Альма нашла, что со стороны мужчинъ очень невѣжливо оставлять въ такую минуту дамъ однихъ, тогда какъ Оттилія насильно надѣла на мужа пледъ и прошептавъ: "молодецъ ты у меня, Эмиль"! отъ всей души поцѣловала его.
Вольнофъ настоялъ на томъ, чтобы дамы оставались въ комнатѣ. Когда дверь затворилась, онъ сказалъ: "я убѣжденъ, что съ ними случилось несчастіе, и вы также, не правда ли? "
Чорные глаза Вольнофа сверкали, при свѣтѣ свѣчки, которую онъ несъ въ рукахъ, такъ странной смотрѣли такъ проницательно;-- Брандовъ вздрогнулъ, словно ему задали въ судѣ вопросъ, отъ рѣшенія котораго зависѣлъ исходъ его дѣла.
-- О, конечно нѣтъ, вовсе нѣтъ, лепеталъ онъ,-- то есть я не могу сказать объ этомъ ничего положительнаго.
-- Ни тоже нѣтъ, сухо сказалъ Вольнофъ, ставя свѣчку на стоявшій въ передней какъ разъ передъ дверью столъ и отодвигая задвижку.
Дверь ярко освѣтилась, а когда Вольнофъ отворилъ ее, имъ на встрѣчу глянула мрачная ночь.

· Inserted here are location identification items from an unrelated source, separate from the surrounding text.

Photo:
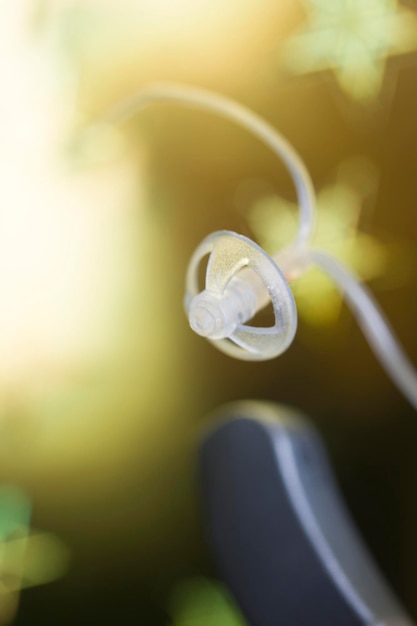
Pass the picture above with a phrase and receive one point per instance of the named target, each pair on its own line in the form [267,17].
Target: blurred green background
[103,387]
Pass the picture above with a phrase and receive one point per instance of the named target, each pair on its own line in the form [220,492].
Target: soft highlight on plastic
[232,294]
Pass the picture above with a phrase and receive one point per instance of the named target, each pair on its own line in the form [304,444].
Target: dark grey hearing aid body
[284,541]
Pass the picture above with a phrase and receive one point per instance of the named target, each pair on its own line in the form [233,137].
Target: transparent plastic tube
[295,258]
[201,99]
[373,323]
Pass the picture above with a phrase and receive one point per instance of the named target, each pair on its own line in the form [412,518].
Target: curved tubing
[201,99]
[297,256]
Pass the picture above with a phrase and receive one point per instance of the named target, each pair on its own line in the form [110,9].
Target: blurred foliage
[202,602]
[102,384]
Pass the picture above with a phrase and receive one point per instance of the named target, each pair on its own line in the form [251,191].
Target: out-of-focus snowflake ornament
[353,39]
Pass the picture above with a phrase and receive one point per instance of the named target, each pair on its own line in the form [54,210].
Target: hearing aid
[283,539]
[241,278]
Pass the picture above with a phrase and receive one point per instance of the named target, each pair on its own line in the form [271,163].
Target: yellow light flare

Вдругъ, въ дверяхъ, на чорномъ фонѣ ночи обрисовалась фигура, при видѣ которой даже хладнокровный Вольнофъ вздрогнулъ, тогда какъ шедшій по слѣдамъ его Брандовъ отшатнулся назадъ съ глухимъ крикомъ. Измокшая одежда этого человѣка была сплошь покрыта пескомъ и глиной, словно онъ только-что выбрался изъ нѣдръ земли, а блѣдное обрамленное темной бородой лицо, на которое падала тѣнь широкополой шляпы, было страшно искажено узенькимъ слѣдомъ крови, отъ виска по всей щекѣ.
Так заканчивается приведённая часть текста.